I have some parameter $\theta$ which has a certain probability distribution in the interval $\theta \in [0,1]$ and I know that the first two raw moments are equal $E[\theta^2] = E[\theta] = p$.
So $Var\theta = E[\theta^2] - E[\theta]^2 = p(1-p)$.
So it looks and walks like a Bernoulli distribution. Is it? Why?
Edit: Thanks for the hints, all I could reason about for now is that if by absurd it wasn't a Bernoulli distribution then it most exist a point $a \in (0,1)$ s.t. $f(a) > 0$ (where $f$ is the pdf). So:
$$
E[\theta] = \int_0^1 x f(x) dx = p =
E[\theta^2] = \int_0^1 x^2 f(x) dx \\
\int_0^1 x f(x) dx= \int_0^1 x^2 f(x) dx \\
\int_0^1 (x - x^2) f(x) dx = 0
$$
Now the first part $(x - x^2)$ is strictly positive for any $x \in (0,1)$ and is zero only for $x=0$ or $x=1$. $f(x)$ is non-negative by definition since it's a pdf. So in order for an integral of a non-negative function to be exactly 0 we need that non-negative function to be $g(x) = 0 \ \forall x \in [0,1]$. So: $$ (x - x^2) f(x) = 0 \ \forall x \in [0,1] \iff f(x) = 0 \ \forall x \in (0,1) $$
Is this proof valid? Could this be proved more easily?
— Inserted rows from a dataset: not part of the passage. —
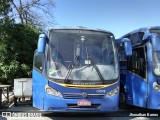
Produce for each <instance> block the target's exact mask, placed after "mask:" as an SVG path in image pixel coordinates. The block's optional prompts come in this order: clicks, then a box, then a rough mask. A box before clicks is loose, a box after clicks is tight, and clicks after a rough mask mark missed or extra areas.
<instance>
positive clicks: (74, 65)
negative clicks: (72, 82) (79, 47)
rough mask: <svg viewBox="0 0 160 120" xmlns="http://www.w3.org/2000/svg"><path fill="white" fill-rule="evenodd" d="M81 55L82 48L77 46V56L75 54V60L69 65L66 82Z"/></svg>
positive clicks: (67, 72)
mask: <svg viewBox="0 0 160 120" xmlns="http://www.w3.org/2000/svg"><path fill="white" fill-rule="evenodd" d="M79 57H80V48H79V47H77V50H76V56H75V58H74V60H73V61H72V63H71V64H70V65H69V68H68V69H69V70H68V72H67V75H66V77H65V80H64V82H65V83H66V82H67V80H68V78H69V76H70V74H71V72H72V70H73V68H74V66H75V64H76V62H77V61H78V60H79Z"/></svg>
The fact that I'm talking about a distribution for which I don't know if it's discrete or is continuous makes it very difficult to me.
Since $θ∈[0,1],$ we have $$θ−θ^2≥0.$$ On the other hand, by hypothesis, $$E(θ−θ^2)=0.$$ Therefore, almost surely, $θ−θ^2=0$ i.e. $θ∈\{0,1\},$ i.e. $θ$ has a Bernoulli distribution.